Monday, September 7, 2009

Religion vs. Faith

At this point in my family history, I feel that I must discuss this topic. I can still remember in the 5th Grade when the nun who taught us religion drew this family tree of religions to prove to us that since the Catholic religion was first, that we could conclude that it was the "one true faith." I also remember that same year that the nun made it very clear to me that I had "misunderstood" when I said my parents, one Protestant and one Catholic, were married during a Mass at their wedding. This is the first time I really understood about the supposed "problems" associated with a "mixed marriage." That's when a Catholic marries a non-Catholic -- at least that's what the term meant in the 1950s.

I was confused. Yes, my Dad was not Catholic, but that had no meaning for me. He attended Mass every Sunday with his family, belonged to the Holy Name Society at Nativity and worked all of the time to afford Catholic High School tuition. He was more "Catholic" than most "Catholics". Yet the nuns succeeded in making me feel that somehow my parents' marriage didn't quite measure up.

Dad's Mom, Norine, was very Catholic. St. Rose Church was her rock. I'm told that the Church was named in honor of St. Rose, the patron saint of seamstresses. Jan loved to sew. Rosemary even told me she was "named after the Church." On the other hand, Pop was a Protestant, Episcopalian I believe, although Dad claimed to be Presbyterian. How did that work, I wondered, because my Dad had to sign papers agreeing to raise any children Catholic. So why wasn't Dad raised Catholic?

This is where I would love it if those who read this post would leave a comment, because I'm telling the story as I know it. I'm sure your recollection is different from mine -- just as being the oldest in my family made my life experiences and recollections totally different from those of the younger members of my family.

This is the story as I recall it. Jan and Pop were married by the priest at St. Rose Church. Since Pop was not Catholic, they had to get a "dispensation" to be married in the Church. I've got a copy of the Church record where you can see they were given the required dispensation -- if you can read Latin that is.



Only someone raised Catholic can understand how they drum it into you how important it is to have a baby baptized as soon as possible. They used to teach us that babies who died before they were baptized went to "limbo" -- a place that was neither heaven nor hell, where the unbaptized innocents would remain for all eternity. I understand that recently the Church dropped the idea of limbo. So Jan, being a woman of strong faith, took her first-born Edith down to the Catholic Church to have her baptized. The Zins, from whom they rented, were the sponsors.

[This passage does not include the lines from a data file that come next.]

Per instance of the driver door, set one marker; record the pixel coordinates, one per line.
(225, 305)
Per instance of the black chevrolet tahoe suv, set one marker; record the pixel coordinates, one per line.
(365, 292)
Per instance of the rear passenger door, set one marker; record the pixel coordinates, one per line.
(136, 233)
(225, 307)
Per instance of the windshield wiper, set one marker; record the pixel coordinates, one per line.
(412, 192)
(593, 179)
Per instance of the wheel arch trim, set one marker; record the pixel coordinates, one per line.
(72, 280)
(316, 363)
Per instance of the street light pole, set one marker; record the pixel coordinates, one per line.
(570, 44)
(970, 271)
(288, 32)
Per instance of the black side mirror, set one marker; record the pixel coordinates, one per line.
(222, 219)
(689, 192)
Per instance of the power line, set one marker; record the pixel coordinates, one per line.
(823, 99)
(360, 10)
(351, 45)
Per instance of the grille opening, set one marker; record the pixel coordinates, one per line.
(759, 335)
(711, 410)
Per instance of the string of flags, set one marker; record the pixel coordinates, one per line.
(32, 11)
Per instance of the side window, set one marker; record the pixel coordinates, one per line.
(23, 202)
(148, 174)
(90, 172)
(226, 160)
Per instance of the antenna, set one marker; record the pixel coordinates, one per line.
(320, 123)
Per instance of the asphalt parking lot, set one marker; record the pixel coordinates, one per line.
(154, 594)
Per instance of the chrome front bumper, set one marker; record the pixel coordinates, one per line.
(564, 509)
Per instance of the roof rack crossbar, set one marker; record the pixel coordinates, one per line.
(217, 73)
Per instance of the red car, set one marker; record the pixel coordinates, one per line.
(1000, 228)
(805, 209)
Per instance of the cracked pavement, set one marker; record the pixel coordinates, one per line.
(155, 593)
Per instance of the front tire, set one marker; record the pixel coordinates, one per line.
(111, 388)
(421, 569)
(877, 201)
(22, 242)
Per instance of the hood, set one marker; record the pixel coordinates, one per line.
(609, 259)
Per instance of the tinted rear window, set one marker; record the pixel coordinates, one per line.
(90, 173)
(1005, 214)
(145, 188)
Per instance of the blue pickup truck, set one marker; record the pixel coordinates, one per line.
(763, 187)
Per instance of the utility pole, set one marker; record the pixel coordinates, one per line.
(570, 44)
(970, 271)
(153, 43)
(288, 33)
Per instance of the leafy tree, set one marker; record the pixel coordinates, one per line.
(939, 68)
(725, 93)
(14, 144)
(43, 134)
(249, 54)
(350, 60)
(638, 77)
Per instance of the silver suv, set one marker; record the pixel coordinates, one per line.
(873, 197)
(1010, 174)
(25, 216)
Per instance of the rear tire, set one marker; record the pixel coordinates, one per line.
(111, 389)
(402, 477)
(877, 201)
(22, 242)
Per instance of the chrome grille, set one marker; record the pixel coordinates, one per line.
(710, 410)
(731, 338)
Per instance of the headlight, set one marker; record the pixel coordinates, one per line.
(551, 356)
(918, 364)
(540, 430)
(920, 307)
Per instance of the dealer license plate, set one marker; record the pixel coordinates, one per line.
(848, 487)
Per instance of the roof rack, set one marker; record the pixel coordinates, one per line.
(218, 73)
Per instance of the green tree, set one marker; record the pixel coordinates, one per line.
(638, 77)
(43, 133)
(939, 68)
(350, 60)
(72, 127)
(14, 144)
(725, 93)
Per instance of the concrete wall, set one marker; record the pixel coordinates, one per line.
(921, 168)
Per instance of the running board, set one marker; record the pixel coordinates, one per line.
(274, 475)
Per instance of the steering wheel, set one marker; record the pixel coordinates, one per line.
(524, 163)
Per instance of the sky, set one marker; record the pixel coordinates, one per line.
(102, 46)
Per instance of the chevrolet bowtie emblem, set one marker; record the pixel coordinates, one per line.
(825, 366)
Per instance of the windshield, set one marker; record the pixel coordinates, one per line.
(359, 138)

The way I remember the story, Pop was not happy about this. He wouldn't even have been so opposed to the baptism, but objected to not having much of a say about it. They then came to an agreement that all boys born of the marriage would be raised Protestant, and all girls would be raised Catholic. The score ended up being two Catholics and three Protestants.

When my Mom and Dad got married, Dad obviously had no negative feelings about Catholics -- his mother and two sisters were Catholic. From his point of view it was more important to go to Church as a family. And that we did.

Being Catholic was just the way it was. I was born into it. No room for or need for questions. But at the old age of 60, I guess I've realized how often someone's faith is not a matter of choice, but an accident of birth. In doing genealogy, I discovered that my husband Bill's grandmother was Catholic and disowned by her family for marrying "out of the Church." Bill, who long ago chose to convert to Judaism, is still thought of as "really being a Catholic" by my Aunt Evelyn because his grandmother was. Bill didn't even know he had Catholic roots until he was 67 years old, so how does that make sense.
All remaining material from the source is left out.